Découvrant le projet présidentiel de François Hollande pour 2012, d'aucuns de mes confrères dont Laurent Mauduit de Médiapart, vraisemblablement à raison, ont jugé que ce projet-là, comprenant beaucoup des mesures courageuses ou progressistes, manquait toutefois, « de souffle, singulièrement dans son volet économique et social ! ».
Mais pas uniquement...
Alors que la crise qui frappe les médias n'a pas de précédent, quasi aucune mesure fondamentale dans ce programme pour préserver l'indépendance des journalistes, donc préserver par cette voie la démocratie.

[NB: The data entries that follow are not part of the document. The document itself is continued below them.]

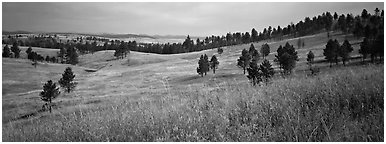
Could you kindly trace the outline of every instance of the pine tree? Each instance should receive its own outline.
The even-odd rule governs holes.
[[[342,58],[343,65],[346,65],[346,61],[350,58],[350,52],[354,49],[352,48],[350,42],[348,40],[344,40],[342,46],[339,49],[339,56]]]
[[[216,69],[219,64],[220,62],[218,62],[216,55],[213,55],[210,59],[210,68],[213,69],[213,74],[216,73]]]
[[[56,84],[52,82],[52,80],[47,81],[47,83],[43,86],[43,91],[40,92],[41,100],[46,102],[45,105],[49,103],[49,110],[51,112],[51,103],[52,100],[58,97],[60,94],[59,88],[56,87]]]
[[[240,58],[237,60],[237,66],[243,68],[244,74],[250,60],[251,57],[249,56],[249,52],[246,49],[243,49]]]
[[[247,71],[247,78],[251,81],[253,86],[263,81],[262,73],[260,72],[260,69],[257,66],[257,61],[255,59],[252,59],[252,61],[249,63]]]
[[[218,54],[222,54],[223,52],[224,52],[224,50],[221,47],[217,48],[217,53]]]
[[[207,72],[206,69],[207,69],[207,66],[204,59],[204,55],[201,55],[200,60],[198,60],[197,73],[201,75],[201,77],[203,77],[204,73],[206,75],[206,72]]]
[[[281,45],[277,49],[277,55],[275,55],[276,61],[279,63],[280,68],[282,68],[285,74],[290,74],[292,69],[296,66],[296,61],[298,61],[298,52],[295,51],[293,45],[290,45],[288,42],[284,47]]]
[[[25,51],[27,53],[27,55],[29,55],[31,52],[32,52],[32,47],[28,47],[28,49]]]
[[[71,67],[67,67],[64,73],[62,74],[62,78],[59,80],[59,84],[62,88],[64,88],[67,93],[70,93],[76,87],[76,82],[74,82],[75,75],[72,72]]]
[[[257,42],[257,31],[255,30],[255,28],[252,29],[251,31],[251,38],[252,38],[252,41],[253,42]]]
[[[261,54],[263,55],[263,58],[267,57],[269,53],[271,52],[269,45],[267,43],[263,44],[260,49]]]
[[[325,56],[325,59],[330,62],[330,67],[334,61],[337,63],[339,43],[336,42],[336,40],[328,40],[326,48],[323,49],[323,55]]]
[[[270,78],[275,74],[274,69],[272,68],[271,63],[267,59],[260,64],[260,71],[262,77],[264,77],[265,82],[267,83]]]
[[[206,73],[209,71],[209,67],[210,67],[210,64],[209,64],[209,60],[208,60],[208,56],[206,54],[204,54],[204,74],[206,75]]]
[[[76,49],[74,46],[70,46],[69,48],[67,48],[66,60],[68,64],[72,64],[72,65],[76,65],[79,62],[78,53],[76,52]]]
[[[311,65],[314,62],[315,55],[312,51],[307,54],[307,62]]]
[[[50,56],[46,56],[46,61],[50,62]]]
[[[3,48],[3,57],[10,57],[11,56],[11,51],[8,47],[8,45],[5,45]]]
[[[16,42],[13,43],[13,46],[11,47],[11,51],[15,55],[15,58],[19,58],[20,57],[20,48],[19,48],[19,46],[17,45]]]

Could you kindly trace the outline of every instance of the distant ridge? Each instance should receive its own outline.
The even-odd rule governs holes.
[[[32,34],[32,32],[29,31],[2,31],[3,35],[10,35],[10,34]]]
[[[30,32],[30,31],[2,31],[3,35],[12,34],[74,34],[105,38],[150,38],[150,39],[185,39],[187,35],[147,35],[147,34],[114,34],[114,33],[78,33],[78,32]],[[190,36],[191,39],[204,39],[205,37]]]

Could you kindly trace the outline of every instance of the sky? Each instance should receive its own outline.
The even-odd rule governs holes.
[[[383,2],[2,3],[2,30],[148,35],[225,35],[285,27],[305,17],[383,10]]]

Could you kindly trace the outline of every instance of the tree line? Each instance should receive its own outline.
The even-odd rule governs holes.
[[[75,74],[72,72],[71,67],[67,67],[62,74],[62,78],[58,81],[60,87],[70,93],[73,91],[77,85],[77,82],[74,82]],[[40,92],[40,98],[42,101],[46,102],[42,109],[52,111],[52,100],[57,98],[60,94],[59,87],[56,86],[56,83],[52,80],[48,80],[43,85],[43,90]]]

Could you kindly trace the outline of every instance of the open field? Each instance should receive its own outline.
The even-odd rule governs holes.
[[[236,66],[250,44],[224,47],[221,55],[217,49],[131,52],[119,60],[114,51],[100,51],[80,56],[77,66],[40,63],[36,69],[26,59],[3,58],[3,141],[384,141],[383,64],[317,63],[321,73],[307,76],[306,54],[312,50],[322,60],[326,35],[302,37],[294,74],[276,74],[259,87],[250,86]],[[349,39],[351,55],[358,55],[362,39],[332,35],[340,43]],[[287,41],[297,47],[297,39],[267,41],[271,63]],[[253,44],[260,50],[263,43]],[[201,54],[218,56],[216,74],[196,73]],[[52,113],[40,111],[43,83],[58,81],[67,66],[76,90],[62,92]]]

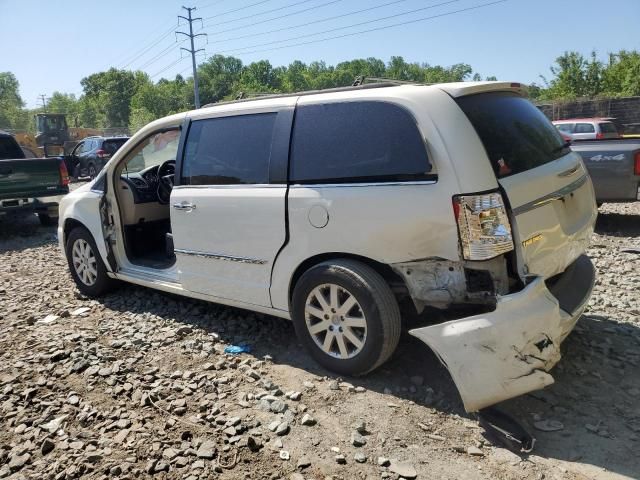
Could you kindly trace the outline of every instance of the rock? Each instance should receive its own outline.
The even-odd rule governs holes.
[[[282,400],[274,400],[273,402],[271,402],[269,408],[273,413],[284,413],[287,409],[287,404]]]
[[[212,441],[205,441],[196,452],[198,458],[212,459],[216,455],[216,444]]]
[[[558,420],[540,420],[533,422],[533,426],[542,432],[556,432],[564,429],[564,424]]]
[[[474,447],[473,445],[467,447],[467,454],[473,455],[475,457],[484,457],[484,452],[478,447]]]
[[[171,461],[178,456],[178,451],[175,448],[165,448],[162,451],[162,458]]]
[[[353,456],[353,459],[358,463],[364,463],[367,461],[367,456],[362,452],[358,452]]]
[[[252,452],[257,452],[262,448],[262,440],[249,436],[247,438],[247,447]]]
[[[416,472],[414,466],[408,462],[397,462],[392,460],[389,465],[389,471],[408,479],[416,478],[418,476],[418,472]]]
[[[300,459],[298,460],[297,463],[297,468],[304,470],[305,468],[308,468],[311,466],[311,460],[309,460],[307,457],[302,456],[300,457]]]
[[[276,428],[276,435],[282,437],[287,433],[289,433],[289,424],[287,422],[282,422],[280,425],[278,425],[278,428]]]
[[[54,448],[56,448],[55,442],[53,442],[49,438],[45,438],[42,441],[42,445],[40,445],[40,453],[42,455],[46,455],[46,454],[50,453],[51,451],[53,451]]]
[[[31,459],[31,455],[25,453],[23,455],[12,455],[9,460],[9,469],[12,472],[20,470]]]
[[[360,435],[364,435],[364,434],[367,433],[367,424],[366,424],[366,422],[364,420],[358,420],[358,421],[354,422],[351,425],[351,428],[353,428]]]
[[[302,423],[302,425],[306,425],[307,427],[311,427],[316,424],[316,419],[308,413],[305,413],[300,423]]]
[[[367,444],[367,439],[360,435],[358,432],[351,434],[351,444],[354,447],[362,447]]]

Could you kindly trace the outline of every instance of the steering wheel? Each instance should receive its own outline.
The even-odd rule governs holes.
[[[161,205],[167,205],[169,203],[175,173],[175,160],[167,160],[158,167],[158,203]]]

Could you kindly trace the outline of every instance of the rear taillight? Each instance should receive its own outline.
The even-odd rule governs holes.
[[[456,195],[453,213],[466,260],[488,260],[513,250],[511,225],[500,193]]]
[[[69,185],[69,171],[67,170],[67,166],[64,162],[60,162],[60,182],[63,187]]]

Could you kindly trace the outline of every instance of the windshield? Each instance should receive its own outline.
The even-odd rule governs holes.
[[[167,160],[175,160],[179,141],[179,130],[169,130],[147,137],[127,155],[124,173],[140,172]]]
[[[539,167],[570,151],[547,117],[515,93],[480,93],[456,101],[482,140],[497,178]]]
[[[615,133],[615,134],[618,133],[618,129],[611,122],[600,123],[600,124],[598,124],[598,126],[600,127],[600,131],[602,133]]]
[[[102,149],[109,155],[113,155],[118,149],[127,143],[128,138],[119,138],[117,140],[105,140],[102,143]]]

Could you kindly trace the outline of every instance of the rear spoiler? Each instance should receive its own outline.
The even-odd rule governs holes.
[[[523,97],[527,95],[526,85],[517,82],[455,82],[439,83],[435,86],[453,98],[487,92],[513,92]]]

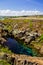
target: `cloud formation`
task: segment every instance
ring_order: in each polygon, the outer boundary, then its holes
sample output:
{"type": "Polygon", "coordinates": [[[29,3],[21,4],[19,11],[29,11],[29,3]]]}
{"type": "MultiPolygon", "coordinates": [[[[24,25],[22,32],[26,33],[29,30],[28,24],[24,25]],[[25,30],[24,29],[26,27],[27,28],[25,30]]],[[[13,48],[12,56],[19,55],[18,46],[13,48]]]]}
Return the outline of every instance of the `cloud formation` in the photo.
{"type": "Polygon", "coordinates": [[[0,16],[24,16],[24,15],[43,15],[40,11],[13,11],[13,10],[0,10],[0,16]]]}

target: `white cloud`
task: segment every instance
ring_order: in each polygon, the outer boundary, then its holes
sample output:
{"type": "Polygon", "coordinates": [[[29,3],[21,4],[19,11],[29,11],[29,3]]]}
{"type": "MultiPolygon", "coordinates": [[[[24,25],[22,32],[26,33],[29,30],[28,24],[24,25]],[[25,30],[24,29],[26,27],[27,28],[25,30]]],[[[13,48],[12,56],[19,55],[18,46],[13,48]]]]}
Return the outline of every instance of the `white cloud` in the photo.
{"type": "Polygon", "coordinates": [[[0,16],[23,16],[23,15],[43,15],[40,11],[13,11],[13,10],[0,10],[0,16]]]}

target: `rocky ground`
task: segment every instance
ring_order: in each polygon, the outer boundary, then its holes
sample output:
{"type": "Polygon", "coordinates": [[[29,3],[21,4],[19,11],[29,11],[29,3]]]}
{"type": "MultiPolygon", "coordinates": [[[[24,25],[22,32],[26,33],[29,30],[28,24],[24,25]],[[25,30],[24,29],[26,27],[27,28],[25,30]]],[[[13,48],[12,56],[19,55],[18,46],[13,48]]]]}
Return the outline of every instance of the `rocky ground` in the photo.
{"type": "Polygon", "coordinates": [[[0,44],[3,47],[5,46],[3,43],[9,37],[32,48],[34,55],[36,53],[38,57],[0,53],[1,60],[5,59],[3,58],[3,54],[5,54],[6,59],[10,58],[11,65],[43,65],[43,20],[6,19],[0,21],[0,44]]]}

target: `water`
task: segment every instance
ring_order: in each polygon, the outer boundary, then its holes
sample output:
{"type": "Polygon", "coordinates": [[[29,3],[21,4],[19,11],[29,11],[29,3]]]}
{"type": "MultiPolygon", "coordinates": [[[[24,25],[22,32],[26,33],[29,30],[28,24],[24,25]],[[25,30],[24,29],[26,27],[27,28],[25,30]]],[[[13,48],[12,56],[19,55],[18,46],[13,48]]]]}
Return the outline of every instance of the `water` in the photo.
{"type": "Polygon", "coordinates": [[[12,52],[16,54],[25,54],[25,55],[33,56],[32,49],[25,48],[23,45],[21,45],[14,39],[8,38],[5,44],[12,52]]]}

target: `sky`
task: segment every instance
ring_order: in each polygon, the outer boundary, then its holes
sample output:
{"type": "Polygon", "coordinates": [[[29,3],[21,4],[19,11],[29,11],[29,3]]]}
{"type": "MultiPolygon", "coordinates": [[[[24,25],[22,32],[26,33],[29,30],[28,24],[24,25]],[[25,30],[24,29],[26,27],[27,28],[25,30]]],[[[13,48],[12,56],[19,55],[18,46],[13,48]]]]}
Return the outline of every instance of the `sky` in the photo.
{"type": "Polygon", "coordinates": [[[43,0],[0,0],[0,16],[43,14],[43,0]]]}

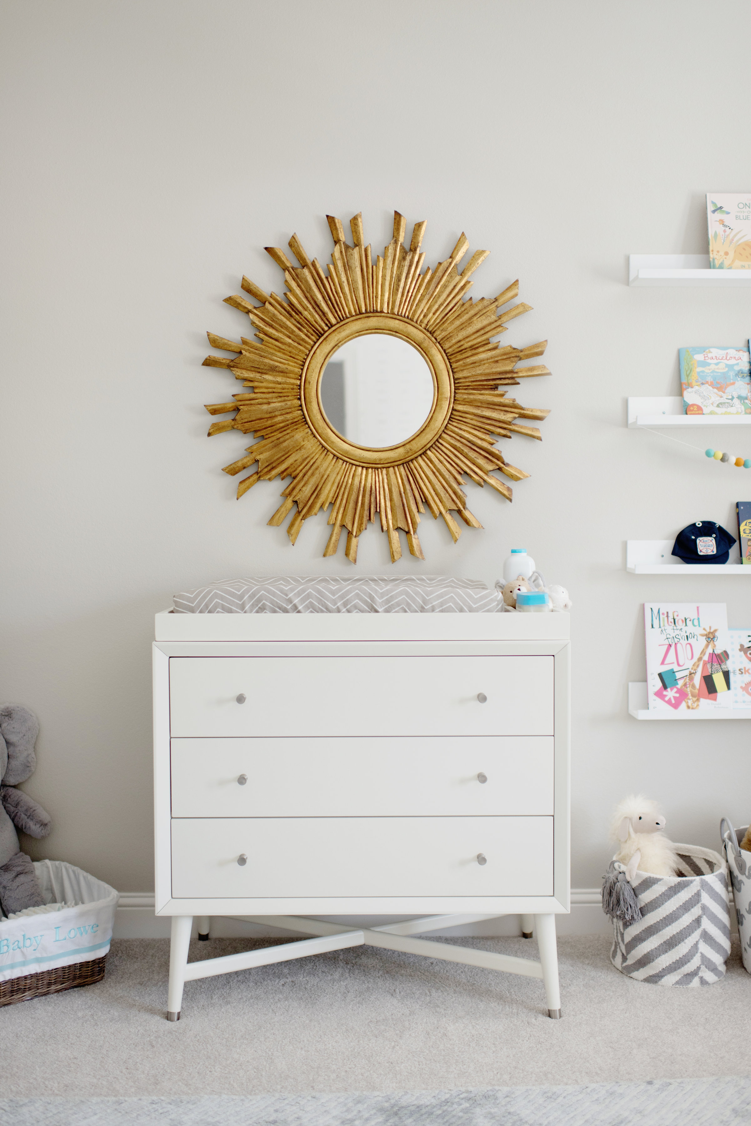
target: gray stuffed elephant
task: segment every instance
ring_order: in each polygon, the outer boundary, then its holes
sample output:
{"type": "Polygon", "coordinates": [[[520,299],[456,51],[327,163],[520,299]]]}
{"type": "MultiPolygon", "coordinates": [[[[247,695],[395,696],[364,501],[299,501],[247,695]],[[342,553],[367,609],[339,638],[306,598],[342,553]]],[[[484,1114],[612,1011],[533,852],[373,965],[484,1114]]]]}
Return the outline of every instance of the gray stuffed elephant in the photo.
{"type": "Polygon", "coordinates": [[[34,865],[18,843],[16,828],[31,837],[46,837],[52,828],[49,814],[19,783],[34,774],[34,744],[39,733],[36,716],[25,707],[0,708],[0,904],[6,914],[38,908],[44,896],[34,865]]]}

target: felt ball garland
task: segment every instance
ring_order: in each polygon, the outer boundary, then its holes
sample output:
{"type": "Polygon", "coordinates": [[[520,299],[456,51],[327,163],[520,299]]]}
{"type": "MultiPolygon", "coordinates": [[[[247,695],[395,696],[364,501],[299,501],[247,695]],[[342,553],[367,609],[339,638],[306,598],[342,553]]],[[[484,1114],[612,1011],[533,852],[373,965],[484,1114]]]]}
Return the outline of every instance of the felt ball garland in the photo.
{"type": "MultiPolygon", "coordinates": [[[[715,462],[730,462],[730,454],[725,454],[722,449],[705,449],[705,455],[707,457],[713,457],[715,462]]],[[[742,457],[736,457],[733,459],[733,465],[736,465],[739,470],[751,470],[751,457],[745,459],[742,457]]]]}

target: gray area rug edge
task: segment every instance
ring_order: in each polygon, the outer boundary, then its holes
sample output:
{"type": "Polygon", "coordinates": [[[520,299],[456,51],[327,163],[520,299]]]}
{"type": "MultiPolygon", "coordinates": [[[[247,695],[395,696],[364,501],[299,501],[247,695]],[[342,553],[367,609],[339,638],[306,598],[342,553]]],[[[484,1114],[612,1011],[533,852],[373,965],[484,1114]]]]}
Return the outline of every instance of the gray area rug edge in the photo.
{"type": "Polygon", "coordinates": [[[751,1078],[666,1079],[446,1091],[2,1099],[13,1126],[736,1126],[751,1078]]]}

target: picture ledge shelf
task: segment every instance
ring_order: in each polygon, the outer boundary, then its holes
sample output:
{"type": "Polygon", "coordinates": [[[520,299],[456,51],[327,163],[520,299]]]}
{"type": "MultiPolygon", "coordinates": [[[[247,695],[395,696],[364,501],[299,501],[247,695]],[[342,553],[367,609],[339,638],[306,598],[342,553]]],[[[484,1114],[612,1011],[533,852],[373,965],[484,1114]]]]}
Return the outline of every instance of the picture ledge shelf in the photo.
{"type": "Polygon", "coordinates": [[[628,399],[626,417],[630,430],[655,426],[751,426],[751,414],[684,414],[680,395],[628,399]]]}
{"type": "Polygon", "coordinates": [[[634,720],[690,720],[691,722],[697,720],[751,720],[751,707],[729,708],[726,712],[703,712],[700,708],[696,712],[687,712],[681,708],[680,712],[675,712],[672,715],[666,715],[663,712],[650,712],[646,699],[646,682],[632,681],[628,685],[628,715],[633,715],[634,720]]]}
{"type": "Polygon", "coordinates": [[[670,553],[672,539],[627,539],[626,571],[631,574],[748,574],[743,563],[681,563],[670,553]]]}
{"type": "Polygon", "coordinates": [[[712,270],[708,254],[628,254],[628,285],[751,286],[751,270],[712,270]]]}

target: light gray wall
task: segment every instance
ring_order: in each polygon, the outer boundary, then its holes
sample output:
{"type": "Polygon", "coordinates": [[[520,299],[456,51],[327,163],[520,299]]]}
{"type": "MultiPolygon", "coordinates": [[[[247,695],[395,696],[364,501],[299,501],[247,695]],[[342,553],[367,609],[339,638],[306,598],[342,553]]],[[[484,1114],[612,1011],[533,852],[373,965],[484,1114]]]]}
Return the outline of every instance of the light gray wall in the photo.
{"type": "MultiPolygon", "coordinates": [[[[698,0],[2,6],[0,698],[42,723],[27,789],[55,828],[35,856],[153,886],[150,642],[175,590],[351,573],[322,557],[324,518],[293,548],[265,527],[279,482],[235,501],[220,467],[247,441],[206,439],[201,404],[236,386],[200,366],[203,333],[243,331],[221,304],[243,272],[279,292],[264,245],[297,231],[325,260],[326,213],[362,211],[381,248],[395,207],[428,221],[428,261],[462,230],[490,249],[476,293],[519,277],[534,306],[506,339],[550,339],[552,378],[518,392],[553,409],[544,441],[504,447],[532,479],[513,504],[469,484],[487,530],[454,546],[428,516],[427,562],[397,570],[492,582],[526,545],[570,589],[574,886],[598,883],[632,788],[678,840],[751,820],[751,724],[626,713],[643,600],[726,601],[751,626],[744,578],[624,571],[625,539],[732,529],[751,495],[743,471],[624,425],[627,395],[676,393],[681,345],[751,329],[748,291],[625,284],[628,252],[704,252],[707,189],[751,189],[749,71],[739,41],[713,80],[713,20],[698,0]]],[[[751,456],[751,430],[687,436],[712,439],[751,456]]],[[[391,570],[374,529],[358,569],[391,570]]]]}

Seuls trois engagements notés, importants certes, mais largement insuffisants pour que le journalisme rime de nouveau avec information, qualité, pluralisme. François Hollande s'engage à ce que la nomination des responsables des chaînes publiques de télévision et de radio dépende d'une autorité indépendante, laquelle ? Rien n'est dit. Le candidat affirme qu'il envisage de préserver l'indépendance de l'AFP et de renforcer la loi sur la protection des sources, en soulignant que plusieurs syndicats de journalistes ont déjà revendiquer d'abroger cette loi. Cette loi promulguée en janvier 2010, a été entachée d’hypocrisie après l’affaire « Woerth-Bettencourt ». La présidence de la République actuelle à l'initiative du texte, cherchant à protéger son ministre sur ce qui s’apparente aujourd’hui à un scandale d’état, a activé une enquête. Pour ce faire, le pouvoir élyséen s’est appuyé, via la DGPN (Direction générale de la Police nationale), sur les services du contre-espionnage, en l’occurrence la DCRI (Direction Centrale du Renseignement Intérieur). L’objectif assigné étant la neutralisation de ou des informateur(s) de notre confrère du Monde. Rappelons que le journal n’a pas été espionné. Ce sont les communications téléphoniques d’un haut fonctionnaire qui ont été transmises à la DCRI par un opérateur de télécommunications. Si comme l'a écrit le Monde, se procurer la fadette, les relevés téléphoniques du magistrat qui était en contact avec le journaliste du journal, est bien une « atteinte indirecte » au secret des sources du journaliste, cette loi du 4 janvier 2010 ne prévoit aucune incrimination pénale pour sanctionner cette atteinte. Si bien que cette prétendue loi de protection des sources ne peut pas servir à poursuivre ni à faire condamner ceux qui s’attaquent aux sources de la presse.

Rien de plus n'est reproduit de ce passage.